He thought admitting it would at least relieve some of the pressure on his soul, but the silence that followed his admission only seemed to make everything worse. Kourai wasn’t saying anything. The bustling crowd and thumping music had fallen away into a muffled mess of noise, cut through by the blood rushing in Tobio’s ears.
“He—” Kageyama’s breath hitched in his throat, “he doesn’t even know I’m gay.”
Kageyama felt Hoshiumi sigh, tequila-hot breath tickling the shell of his ear. There was a moment where his fingers tightened around the skin of his shoulder, the soft cotton of his t-shirt bunching up in his teammate’s hand. Kageyama wondered if he was deep in thought, but he couldn’t bring himself to look from his phone, still face-down on the bar. His eyes were welling with uninvited tears.
“Kags,” Hoshiumu said lowly.
Kageyama inhaled deeply. He gulped, then he waited.
“I think Hinata would hate to see you miss out on life for his sake.”
Kageyama’s thin bottom lip trembled slightly. His brow swooped low on his face, alternating between curling in worry and settling in insistency.
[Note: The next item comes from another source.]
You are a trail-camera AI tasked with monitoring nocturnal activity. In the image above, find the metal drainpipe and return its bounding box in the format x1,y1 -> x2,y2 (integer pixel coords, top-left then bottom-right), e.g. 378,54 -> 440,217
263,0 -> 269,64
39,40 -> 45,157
He felt exposed to the chill of the truth, of the reality he resided in.
“The fact that you can’t go back and make it right probably means there was a reason it happened like that,” Kourai told him.
And Kageyama Tobio wouldn’t believe Hoshiumi’s words for years—
at least, not until he received a text one Saturday morning that would give him, what Kourai would call, another chance.
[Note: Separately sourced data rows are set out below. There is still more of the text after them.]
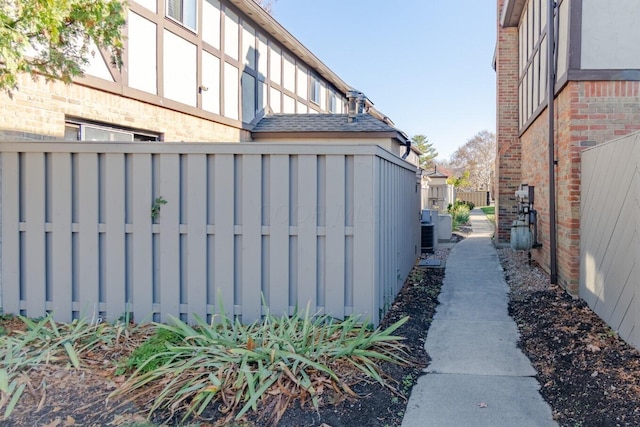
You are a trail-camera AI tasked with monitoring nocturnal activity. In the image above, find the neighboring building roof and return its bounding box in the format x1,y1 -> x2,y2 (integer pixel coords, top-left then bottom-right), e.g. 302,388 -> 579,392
426,166 -> 450,178
251,113 -> 409,145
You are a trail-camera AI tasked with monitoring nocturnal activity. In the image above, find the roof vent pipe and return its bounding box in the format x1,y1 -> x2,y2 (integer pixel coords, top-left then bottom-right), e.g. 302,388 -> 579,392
347,90 -> 367,123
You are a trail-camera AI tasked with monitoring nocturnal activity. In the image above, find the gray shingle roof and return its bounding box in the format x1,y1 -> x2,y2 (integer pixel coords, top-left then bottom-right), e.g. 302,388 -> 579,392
251,114 -> 404,135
“No,” he whispered to himself as he saw the name flash across his screen.
Hinata Shoyo
A hard lump settled in Kageyama’s throat. His hands started to pour sweat as if he’d been retaining a deadly amount of water and could no longer cope. His thumbs trembled as he opened the message, their last conversation dating almost exactly three years ago.
Hey man, it’s been a while, huh? Sorry I dropped off the radar, but I guess you did too in a way. But I was wondering if you wanted to come to a party with me tonight! It’s short notice, but it would be a great chance for us to catch up and I really, really want you there. Bokuto’s hosting it, and you already know him, so it won’t be a room full of strangers or anything.
He was still typing as Kageyama’s eyes scanned over the final words of his initial invitation. Kageyama’s body felt hot and his mind seemed to spin. He had thought about Hinata in those lonely three years, but he hadn’t let his head linger any longer than it needed to on what he knew he could never have. Seeing his name and watching him type in real time paralyzed every remaining capacity of Kageyama’s body.
I know you’re not big on parties, but I really want you there. So you should come! Please. It’s a little fancy, which I know isn’t your thing either, but I thought I’d invite you anyways :))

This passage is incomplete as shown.